Tuesday, 1 March 2022

The Third Man (1949)

 


 Much of this film is about trying to discover things. We, the viewers, never quite work out who the third man actually was? At least, I’m not sure if I ever found out, although the chances are that it was Harry Lime himself.

References to the third man resemble the references to Rosebud in Citizen Kane. In both films, Joseph Cotten plays the “normal” character, the one against which we measure all the others. He is our moral reference; if he thinks it is right, we do too.

The amazing atmosphere of the film, shot in a largely deserted Vienna, full of ruined buildings; a triumph of exaggerated angles photography with dramatic shadows (Robert Krasker). Much of the action takes place inside decayed grand palace-like buildings, which have their own evocative sense.

Locked into the film is a very demeaning female role, that of Alida Valli as Harry Lime’s girlfriend, Alice Schmidt. Throughout the film, she defends her lover and maintains a kind of “love triumphs all” attitude. It doesn’t matter what he did, I still love him. It tells you something about Green’s attitude to women to create such a role; it has not worn well since 1949, and it made me wince to see such a one-dimensional character.

Undoubtedly much of the film’s rather eerie atmosphere comes from the relentlessly upbeat and trivial zither music. It heightens the feeling of unease and uncertainty that you feel in an unfamiliar environment, rather than simply being enjoyable for its own sake.

Critics have complained that Orson Welles makes the character of Harry Lime too appealing. Perhaps the director, aware that Welles (before he became very overweight) had quite an undergraduate-like charming face, did what he could to stress the sense of menace by focusing on his shoes before we see his face. However, apart from his witty line about the Swiss and cuckoo clocks, he captured reasonably well the attitude of a man who thinks himself above the law, above usual moral principles. He was certainly more convincing than Noel Coward, apparently also considered for the part, would have been

As usual, Greene writes from a simplistic Catholic point of view. It is astonishing that a major novelist could depict such a simple world of good and evil. Joseph Cotton is good; the British forces are good; Harry Lime is evil, as are most of his cronies. If only the world were so simple. There are times when Greene seems only a slightly more elaborate version of G K Chesterton with his proselytizing Sunday-school moral lessons.  
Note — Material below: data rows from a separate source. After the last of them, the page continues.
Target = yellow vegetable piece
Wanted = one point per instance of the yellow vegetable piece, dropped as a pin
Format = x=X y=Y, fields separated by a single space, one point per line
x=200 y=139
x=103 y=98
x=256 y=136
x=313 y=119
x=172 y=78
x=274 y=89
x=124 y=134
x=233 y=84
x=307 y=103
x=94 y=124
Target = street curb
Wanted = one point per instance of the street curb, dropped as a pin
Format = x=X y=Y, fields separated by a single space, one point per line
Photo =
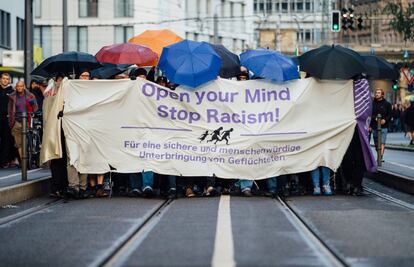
x=24 y=191
x=394 y=180
x=400 y=148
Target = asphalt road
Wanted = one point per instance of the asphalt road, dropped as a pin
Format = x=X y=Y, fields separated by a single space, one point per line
x=226 y=231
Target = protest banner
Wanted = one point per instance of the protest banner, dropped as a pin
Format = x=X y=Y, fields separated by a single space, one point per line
x=232 y=129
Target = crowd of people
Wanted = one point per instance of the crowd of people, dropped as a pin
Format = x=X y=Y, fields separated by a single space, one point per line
x=67 y=182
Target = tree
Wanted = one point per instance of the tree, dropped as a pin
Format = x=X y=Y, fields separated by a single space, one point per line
x=402 y=20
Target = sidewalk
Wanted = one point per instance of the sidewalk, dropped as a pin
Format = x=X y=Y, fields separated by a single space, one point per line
x=13 y=189
x=397 y=141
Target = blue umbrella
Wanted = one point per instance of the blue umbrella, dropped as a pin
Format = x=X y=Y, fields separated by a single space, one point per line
x=190 y=63
x=270 y=64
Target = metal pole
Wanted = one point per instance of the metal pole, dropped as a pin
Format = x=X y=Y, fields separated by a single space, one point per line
x=379 y=143
x=24 y=145
x=28 y=40
x=65 y=26
x=215 y=19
Another weakness of the plot is that Joseph Cotten is supposed to be playing a widely read popular novelist who writes westerns. Cotton looks far too sensitive and educated to play a philistine purveyor of popular fiction, and the scene where he gives a talk on the modern novel falls very flat – because he is unaware of most classic fiction, but is expected to answer questions on it. That is the scene, incidentally, highly praised by Pierre Bayard in his How to Talk about Books you haven’t read, but only because it appealed to Bayard’s very curious fascination with such unlikely situations.

Nonetheless, despite the one-dimensional plotting and attitudes, the film remains magnificent. The locations and camerawork, the stunning images of a deserted, war-damaged Vienna at night. The empty cafes; the fairground; the dreary rooms; these are images I won’t forget in a hurry.

It seems perhaps strange that Carol Reed made only three films considered to be great  – Odd Man Out, The Fallen Idol and this one, all within a few years; his other credits include Oliver! and Trapeze, neither of which sound very exciting. Perhaps that is the nature of film: the perfect film does not exist, The Third Man is not a masterpiece, but we are grateful for a few unforgettable moments, perhaps a camera angle, or a human face, or some movement: not, for me, the chase scenes in the sewers of Vienna, but some of the expressions of fear on people’s faces, or the feeling of an occupying force trying valiantly but without success to control a horrific underworld of thieves and betrayal. The final scene, a tree-lined avenue with dead leaves fluttering down, and Alida Valli walking towards, and then past Joseph Cotton, is gripping.